Sunday, February 3, 2013

GAZETTE COLUMN: THE ENDURING STRENGTH OF OUR CONSTITUTION by John P. Flannery



John & Holly Flannery at the Inauguration

The first inauguration of President Barack Obama was a celebration of a dream fulfilled and foreseen by the Reverend Martin Luther King.

My wife Holly and I wanted to be present in person at the second inauguration because we knew that, however much the first Inauguration marked how far we’d come, the second Inauguration would be about how far we hoped to go as a nation

We asked our Republican Representative in the U.S. Congress, Frank Wolf, if he had two tickets so that we could attend.  Dan Scandling, the Congressman’s Chief of Staff, immediately responded, by return e-mail, that he had tickets for us.  We thanked the Congressman and his staff.   No doubt many others thanked him as well for the opportunity to attend a Presidential Inauguration.  The President described why we gather to inaugurate a President.  It is because thereby “we bear witness to the enduring strength of our constitution” and “affirm the promise of our democracy.”

We traveled from Lovettsville to a Dulles parking lot to join others from as far away as Texas to ride downtown in a rented van.  We were there bundled up in the dark chilly morning air at 5 AM.  We didn’t know then there would be 800,000 people attending.  We only knew that DC had to be secure and difficult to navigate.

When we crossed the bridge from Virginia, we found Humvees blocking off ramps and roads, saw many rotating blue lights, and National Guard troops and police handling traffic and pedestrians and explaining how best and where to go.

The streets were almost empty in a yellowish glow of street lamps.  When we came upon a coffee shop at about 10th Street near the mall, it seemed everyone was in there and no one was outside.  And it was warm.  We stood shoulder to shoulder with visitors from across the nation, from California to New York, from Washington to Florida, and uniformed officers from Maryland and DC, talking about when they arrived and their duty assignments.

The atmosphere was helpful and friendly like we were all going to a fine party.  Soon we found the crowds massing at the entry points to the mall and we walked further up toward Union Station as our space was on the West Side of the Capitol – where we would be able to see and hear the President.  There were pearls and mink, Sunday clothes, hawkers selling memorabilia. 

At 7AM the gates opened and, although we would stand or sit in the cold until 11:30 AM before the scheduled events were underway, the time flew by talking to people who traveled great distances or just walked across town.

When the President finally spoke and said “what makes us American … is our allegiance to an idea articulated in a declaration made more than two centuries ago,” there was a cheer that rolled from the Lincoln Memorial where the Reverend King once spoke to the West face of the Capitol where President Obama was now speaking.

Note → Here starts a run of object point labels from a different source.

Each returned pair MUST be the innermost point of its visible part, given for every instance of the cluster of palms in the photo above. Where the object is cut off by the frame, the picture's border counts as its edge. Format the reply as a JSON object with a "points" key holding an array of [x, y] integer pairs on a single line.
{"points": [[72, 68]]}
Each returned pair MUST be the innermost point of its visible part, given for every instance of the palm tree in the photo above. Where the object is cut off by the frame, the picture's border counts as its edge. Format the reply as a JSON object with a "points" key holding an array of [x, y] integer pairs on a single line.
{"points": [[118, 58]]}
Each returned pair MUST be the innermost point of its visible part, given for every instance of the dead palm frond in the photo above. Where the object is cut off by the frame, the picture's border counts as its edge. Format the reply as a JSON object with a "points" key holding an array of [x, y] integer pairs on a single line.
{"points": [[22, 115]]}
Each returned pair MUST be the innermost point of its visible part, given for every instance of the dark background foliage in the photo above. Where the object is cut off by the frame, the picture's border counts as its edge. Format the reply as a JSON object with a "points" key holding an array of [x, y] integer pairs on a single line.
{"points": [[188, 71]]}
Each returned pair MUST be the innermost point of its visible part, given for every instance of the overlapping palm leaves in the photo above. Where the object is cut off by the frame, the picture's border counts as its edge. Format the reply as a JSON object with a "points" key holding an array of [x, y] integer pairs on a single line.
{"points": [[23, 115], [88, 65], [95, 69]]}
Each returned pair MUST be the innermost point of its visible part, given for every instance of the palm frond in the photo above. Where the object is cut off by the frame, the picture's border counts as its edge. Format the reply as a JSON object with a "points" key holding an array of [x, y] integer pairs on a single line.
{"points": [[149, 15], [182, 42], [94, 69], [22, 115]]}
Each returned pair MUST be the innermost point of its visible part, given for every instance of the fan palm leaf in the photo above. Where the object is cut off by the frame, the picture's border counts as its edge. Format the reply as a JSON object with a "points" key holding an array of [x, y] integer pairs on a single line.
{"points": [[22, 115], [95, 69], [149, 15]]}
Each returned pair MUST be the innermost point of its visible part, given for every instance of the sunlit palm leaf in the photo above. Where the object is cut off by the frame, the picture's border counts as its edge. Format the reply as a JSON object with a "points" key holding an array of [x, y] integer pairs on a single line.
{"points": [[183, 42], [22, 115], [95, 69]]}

He repeated how, “We hold these truths to be self-evident, that all men are created equal” and he said that this day we “continue[d] a never-ending journey to bridge the meaning of those words with the realities of our time.”  He said that, “history tells us that while these truths may be self-evident, they’ve never been self-executing; that while freedom is a gift from God, it must be secured by His people here on Earth.”  With this, there was more applause.  As I looked around the eyes were on the President.  Tears flowed down the faces of men and women.  Small children asked to be lifted to see their president.

The President pledged that “together” we are resolved to “care for the vulnerable, and protect its people from life’s worst hazards and misfortune.”  He asked the crowd and the nation watching to “do these things together, as one nation and one people.”  There was enthusiastic applause. 

He asked the crowd to remember “who left footprints along this great Mall” where we were assembled for the Inauguration, and who heard “a preacher say that we cannot walk alone,” and who came before “to hear a King proclaim that our individual freedom is inextricably bound to the freedom of every soul on earth.”

When it was done and the crowd moved to the parade route or to eat or to busses or cars to leave, strangers spoke to each other about what they’d seen and heard, enthused for the nation, and its future.

Ringing in their ears were the President’s words that each of us has “the obligation to shape the debates of our time – not only with the votes we cast, but with the voices we lift in defense of our most ancient and enduring ideals.”